I was originally planning on using a local machine on our network as the development server.
Then I had the idea of using a subdomain.
So if the site was at www.example.com
then the development could be done at dev.example.com
.
If I did this, I would know that the entire software stack was configured exactly the same for development and production. Also development could use the same database as production removing the hassle of syncing the data. I could even use the same media (images, videos, etc.)
I have never heard of anyone else doing this, and with all these pros I am wondering why not?
What are the cons to this approach?
OK, so its seems the major no no of this approach is using the same DB for dev and production. If you take that out of the equation, is it still a terrible idea?
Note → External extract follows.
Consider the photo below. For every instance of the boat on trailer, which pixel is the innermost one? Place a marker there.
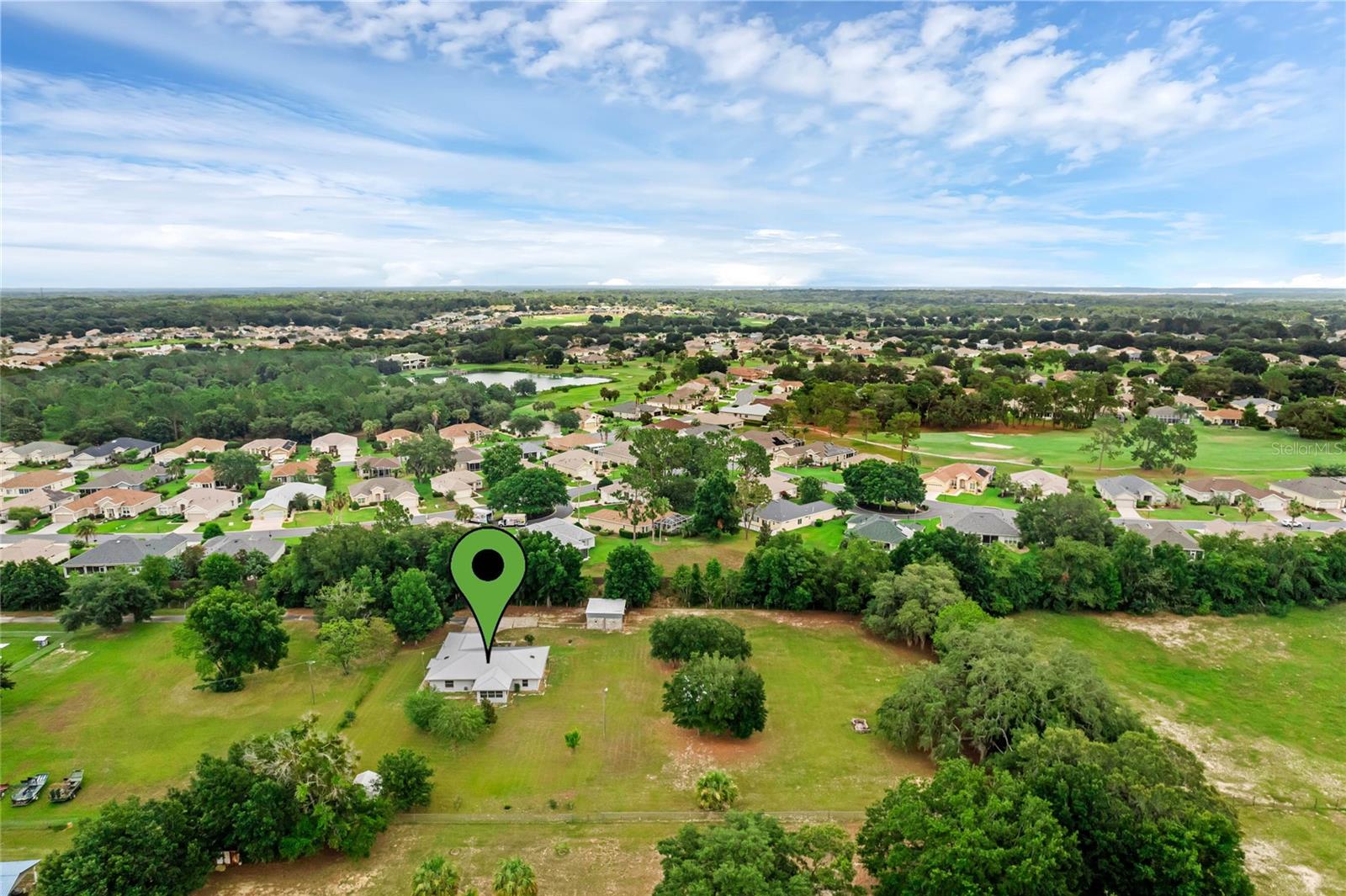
(66, 790)
(29, 790)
The obvious pro is what you mentioned: no need to duplicate files, databases, or even software stacks. The obvious con is slightly bigger: you're using the exact same files, databases, or even software stacks. Needless to say: if your development isn't working correctly (infinite loops, and whatnot), production will be pulled down right alongside with it. Obviously, there are possibilities to jail both environments within the OS, but in that case you're back to square one.
My suggestion: use a dedicated development machine, not the production server, for development. You want to split it for stability.
PS: Obviously, if the development environment missed a "WHERE id = ?", all information in the production database is removed. That sounds like a huge problem, doesn't it? :)
People do do this.
However, it is a bad idea to run development against a production database.
What happens if your dev code accidentally overwrites a field?